Note 3—Recent Accounting Pronouncements
In September 2006, the Financial Accounting Standards Board, or FASB, issued Statement
No. 157, Fair Value Measurements, or FAS 157. FAS 157 provides guidance for using fair value to
measure assets and liabilities. It also responds to investors’ requests for expanded information about
the extent to which companies measure assets and liabilities at fair value, the information used to
measure fair value, and the effect of fair value measurements on earnings. FAS 157 applies whenever
other standards require (or permit) assets or liabilities to be measured at fair value, and does not
expand the use of fair value in any new circumstances.
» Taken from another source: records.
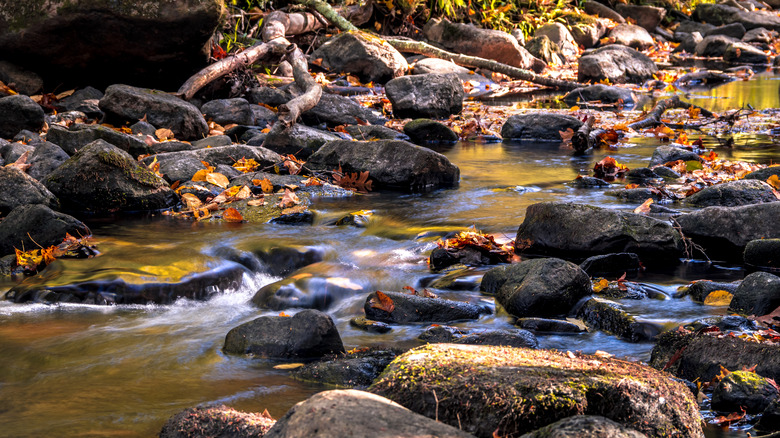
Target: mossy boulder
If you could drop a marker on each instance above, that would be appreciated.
(515, 390)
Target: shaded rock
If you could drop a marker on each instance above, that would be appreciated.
(632, 36)
(538, 126)
(216, 421)
(371, 59)
(556, 229)
(585, 426)
(538, 287)
(123, 103)
(20, 189)
(391, 164)
(101, 178)
(323, 415)
(421, 96)
(758, 294)
(733, 193)
(19, 112)
(484, 43)
(28, 226)
(307, 334)
(617, 63)
(514, 390)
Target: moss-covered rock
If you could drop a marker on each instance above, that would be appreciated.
(515, 390)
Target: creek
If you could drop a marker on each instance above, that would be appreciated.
(80, 370)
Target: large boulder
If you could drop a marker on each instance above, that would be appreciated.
(368, 57)
(539, 287)
(307, 334)
(618, 64)
(557, 229)
(352, 413)
(391, 164)
(123, 103)
(484, 43)
(511, 391)
(430, 95)
(146, 42)
(101, 179)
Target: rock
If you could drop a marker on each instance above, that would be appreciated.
(19, 112)
(602, 93)
(426, 131)
(229, 111)
(743, 390)
(516, 390)
(20, 80)
(101, 179)
(323, 415)
(299, 140)
(538, 126)
(421, 96)
(371, 59)
(28, 226)
(617, 63)
(20, 189)
(632, 36)
(648, 17)
(585, 426)
(733, 194)
(391, 164)
(307, 334)
(556, 229)
(724, 232)
(483, 43)
(216, 421)
(758, 294)
(123, 103)
(539, 287)
(139, 42)
(72, 139)
(666, 154)
(412, 308)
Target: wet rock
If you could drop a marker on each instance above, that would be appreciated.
(228, 111)
(617, 63)
(585, 426)
(412, 308)
(123, 103)
(28, 226)
(758, 294)
(19, 112)
(743, 390)
(371, 59)
(307, 334)
(78, 135)
(632, 36)
(539, 287)
(391, 164)
(299, 140)
(733, 194)
(649, 17)
(19, 188)
(763, 253)
(514, 390)
(556, 229)
(323, 415)
(101, 178)
(724, 232)
(611, 264)
(538, 126)
(484, 43)
(421, 96)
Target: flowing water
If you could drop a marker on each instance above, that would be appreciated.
(79, 370)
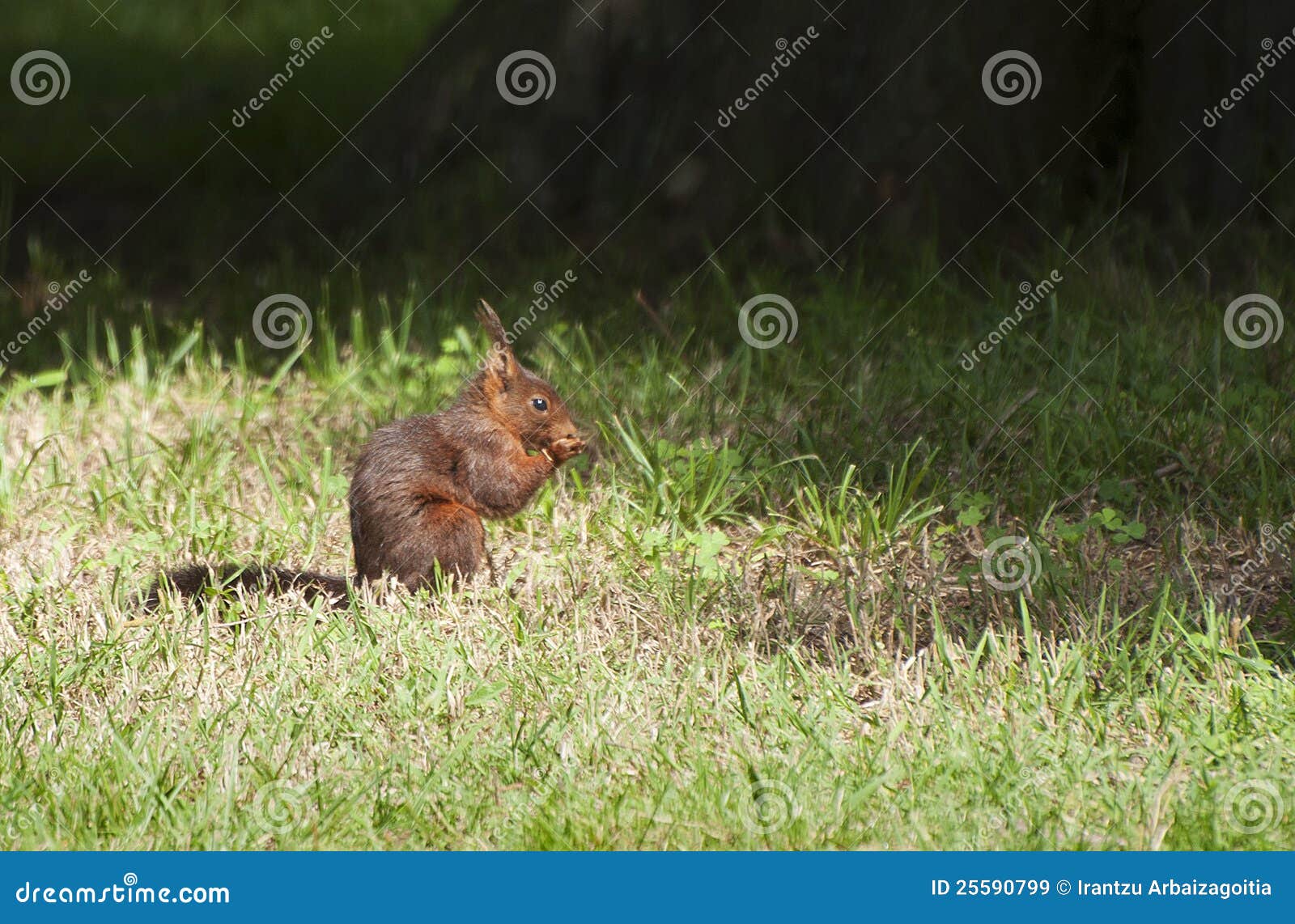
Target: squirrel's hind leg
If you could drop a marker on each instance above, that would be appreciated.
(448, 535)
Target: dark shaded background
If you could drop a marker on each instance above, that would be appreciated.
(393, 161)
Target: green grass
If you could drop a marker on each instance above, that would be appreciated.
(754, 617)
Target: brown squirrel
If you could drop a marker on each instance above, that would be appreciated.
(422, 485)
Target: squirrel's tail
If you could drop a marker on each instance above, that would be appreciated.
(196, 580)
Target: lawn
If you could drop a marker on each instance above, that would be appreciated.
(845, 591)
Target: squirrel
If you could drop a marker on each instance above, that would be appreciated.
(424, 484)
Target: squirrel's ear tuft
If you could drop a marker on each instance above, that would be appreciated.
(491, 323)
(500, 362)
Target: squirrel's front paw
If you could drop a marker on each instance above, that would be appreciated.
(560, 451)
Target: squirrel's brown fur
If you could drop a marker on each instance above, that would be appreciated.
(422, 485)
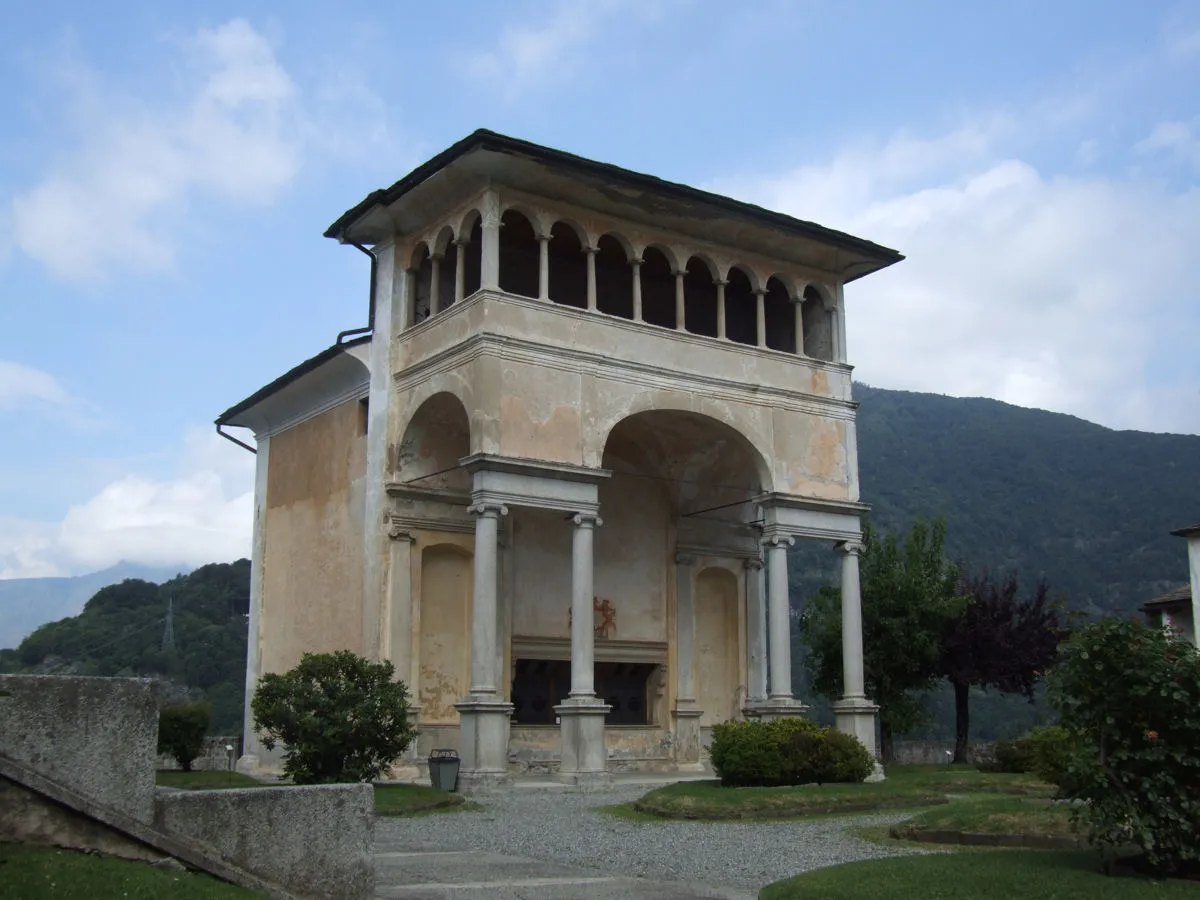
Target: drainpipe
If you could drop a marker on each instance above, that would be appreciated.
(370, 325)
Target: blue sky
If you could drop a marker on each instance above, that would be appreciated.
(166, 173)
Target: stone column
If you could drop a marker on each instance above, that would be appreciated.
(483, 713)
(760, 305)
(544, 267)
(681, 304)
(720, 309)
(592, 276)
(636, 262)
(780, 701)
(685, 713)
(855, 713)
(435, 286)
(756, 636)
(460, 270)
(581, 715)
(798, 311)
(490, 251)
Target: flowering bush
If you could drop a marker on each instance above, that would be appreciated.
(1131, 695)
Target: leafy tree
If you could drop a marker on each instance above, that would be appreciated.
(1129, 694)
(1001, 640)
(910, 597)
(181, 730)
(340, 717)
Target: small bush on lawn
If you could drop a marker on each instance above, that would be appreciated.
(340, 717)
(786, 751)
(181, 730)
(1132, 695)
(1013, 756)
(1053, 748)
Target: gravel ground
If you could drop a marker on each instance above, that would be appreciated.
(567, 828)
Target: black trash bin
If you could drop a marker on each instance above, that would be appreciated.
(444, 769)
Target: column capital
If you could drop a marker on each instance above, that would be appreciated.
(489, 508)
(775, 540)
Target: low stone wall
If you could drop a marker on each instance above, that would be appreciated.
(316, 840)
(96, 736)
(214, 756)
(933, 753)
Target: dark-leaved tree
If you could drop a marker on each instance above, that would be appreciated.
(1000, 640)
(910, 598)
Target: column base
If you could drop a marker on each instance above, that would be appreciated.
(484, 743)
(687, 720)
(857, 717)
(777, 708)
(585, 755)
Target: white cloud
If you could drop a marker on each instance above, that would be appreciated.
(22, 387)
(117, 202)
(202, 515)
(1053, 292)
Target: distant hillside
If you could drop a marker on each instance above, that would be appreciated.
(1041, 493)
(121, 631)
(29, 603)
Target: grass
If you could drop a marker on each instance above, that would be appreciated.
(996, 875)
(995, 815)
(208, 780)
(413, 799)
(29, 873)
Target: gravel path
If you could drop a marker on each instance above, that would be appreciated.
(564, 827)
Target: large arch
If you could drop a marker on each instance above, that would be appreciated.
(436, 438)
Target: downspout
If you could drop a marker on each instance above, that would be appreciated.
(370, 325)
(231, 437)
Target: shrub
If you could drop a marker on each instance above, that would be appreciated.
(340, 717)
(1014, 756)
(1132, 695)
(1053, 748)
(786, 751)
(181, 730)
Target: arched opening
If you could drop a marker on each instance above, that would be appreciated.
(658, 288)
(445, 605)
(780, 317)
(817, 325)
(447, 269)
(568, 268)
(519, 255)
(615, 286)
(700, 298)
(423, 282)
(741, 309)
(718, 685)
(436, 438)
(472, 233)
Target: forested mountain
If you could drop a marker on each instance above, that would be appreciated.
(123, 630)
(1039, 493)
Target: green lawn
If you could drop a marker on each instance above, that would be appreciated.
(205, 780)
(1000, 875)
(34, 873)
(995, 815)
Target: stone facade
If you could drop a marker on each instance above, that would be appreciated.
(557, 484)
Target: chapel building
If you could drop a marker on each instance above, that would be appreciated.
(556, 478)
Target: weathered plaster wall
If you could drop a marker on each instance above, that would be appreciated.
(312, 569)
(444, 642)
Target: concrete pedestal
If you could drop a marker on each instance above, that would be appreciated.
(585, 755)
(857, 717)
(484, 744)
(687, 727)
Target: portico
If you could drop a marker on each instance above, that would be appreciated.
(591, 431)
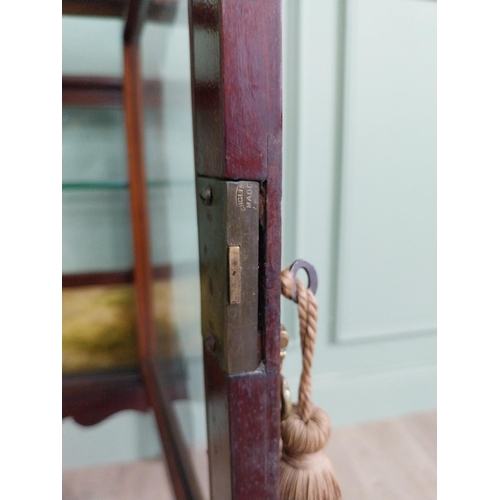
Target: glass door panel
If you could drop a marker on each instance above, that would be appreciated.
(173, 231)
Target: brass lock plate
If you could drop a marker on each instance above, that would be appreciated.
(228, 230)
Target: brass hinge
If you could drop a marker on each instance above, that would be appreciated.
(228, 230)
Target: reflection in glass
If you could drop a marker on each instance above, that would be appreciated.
(173, 224)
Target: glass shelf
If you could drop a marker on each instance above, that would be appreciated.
(117, 185)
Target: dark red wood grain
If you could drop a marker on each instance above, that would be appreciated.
(236, 71)
(159, 10)
(236, 88)
(138, 199)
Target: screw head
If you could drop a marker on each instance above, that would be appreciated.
(206, 195)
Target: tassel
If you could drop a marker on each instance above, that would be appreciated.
(305, 471)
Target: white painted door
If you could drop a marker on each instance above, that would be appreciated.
(359, 199)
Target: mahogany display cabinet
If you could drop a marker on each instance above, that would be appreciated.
(120, 347)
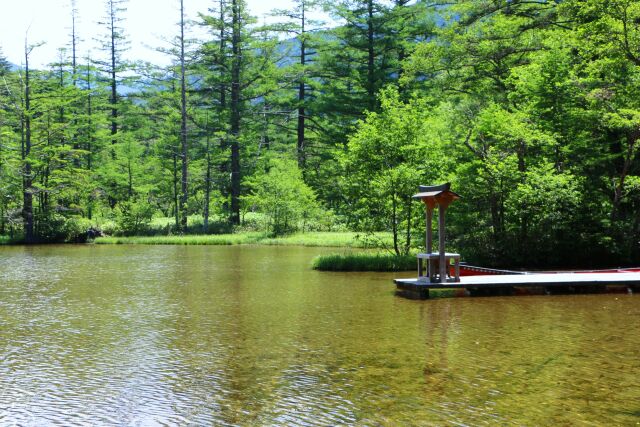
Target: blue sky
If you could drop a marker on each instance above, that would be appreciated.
(49, 21)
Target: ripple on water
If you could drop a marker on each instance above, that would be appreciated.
(251, 336)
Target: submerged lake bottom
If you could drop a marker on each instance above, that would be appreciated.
(251, 335)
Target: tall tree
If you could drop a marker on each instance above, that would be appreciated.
(114, 44)
(184, 155)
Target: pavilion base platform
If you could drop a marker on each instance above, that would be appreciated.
(514, 284)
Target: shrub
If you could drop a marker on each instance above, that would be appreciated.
(133, 217)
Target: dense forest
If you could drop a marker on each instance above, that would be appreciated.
(531, 109)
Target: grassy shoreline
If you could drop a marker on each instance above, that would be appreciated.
(364, 262)
(316, 239)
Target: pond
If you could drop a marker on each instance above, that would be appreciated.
(250, 335)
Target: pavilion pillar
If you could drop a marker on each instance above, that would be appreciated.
(441, 222)
(430, 205)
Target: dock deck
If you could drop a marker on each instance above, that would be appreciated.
(503, 284)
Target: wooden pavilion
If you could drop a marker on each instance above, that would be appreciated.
(437, 264)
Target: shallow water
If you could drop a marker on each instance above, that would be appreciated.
(244, 335)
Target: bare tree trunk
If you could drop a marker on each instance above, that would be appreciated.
(27, 179)
(114, 84)
(371, 82)
(207, 184)
(301, 93)
(183, 126)
(235, 111)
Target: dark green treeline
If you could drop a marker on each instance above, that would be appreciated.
(530, 109)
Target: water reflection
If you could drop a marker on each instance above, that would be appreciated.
(251, 336)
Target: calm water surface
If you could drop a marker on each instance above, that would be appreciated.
(205, 335)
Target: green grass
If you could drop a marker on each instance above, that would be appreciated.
(364, 262)
(328, 239)
(211, 239)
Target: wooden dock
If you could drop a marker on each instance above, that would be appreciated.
(508, 284)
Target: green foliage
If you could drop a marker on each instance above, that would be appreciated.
(133, 217)
(283, 196)
(391, 153)
(364, 262)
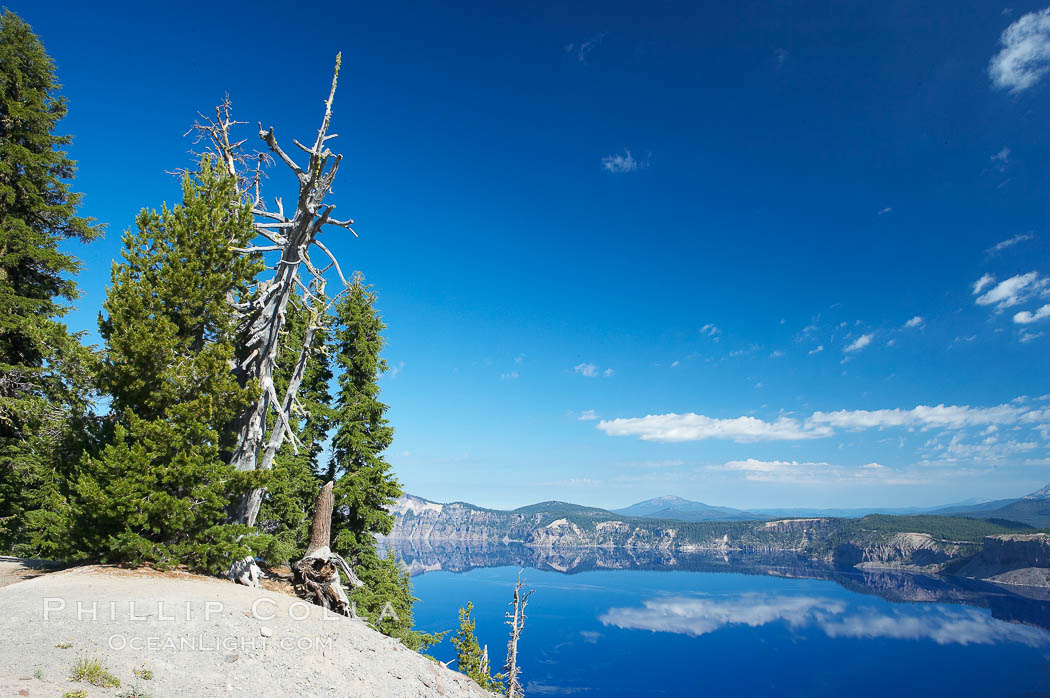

FAS 157 is effective for certain financial
instruments included in financial statements issued for fiscal years beginning after November 15, 2007
and for all other non-financial instruments for fiscal years beginning after November 15, 2008. The
provisions of FAS 157 relating to certain financial instruments were adopted by us in the first quarter
of 2008 effective January 1, 2008, and did not have a material impact on our consolidated financial
statements.
In February 2007, the FASB issued Statement No. 159, The Fair Value Option for Financial Assets
and Financial Liabilities—Including an amendment of FASB Statement No. 115, or FAS 159. FAS 159
allows companies to elect to measure certain assets and liabilities at fair value and is effective for fiscal
years beginning after November 15, 2007. We did not elect to measure any of our financial assets or
liabilities at fair value as a result of the implementation of FAS 159.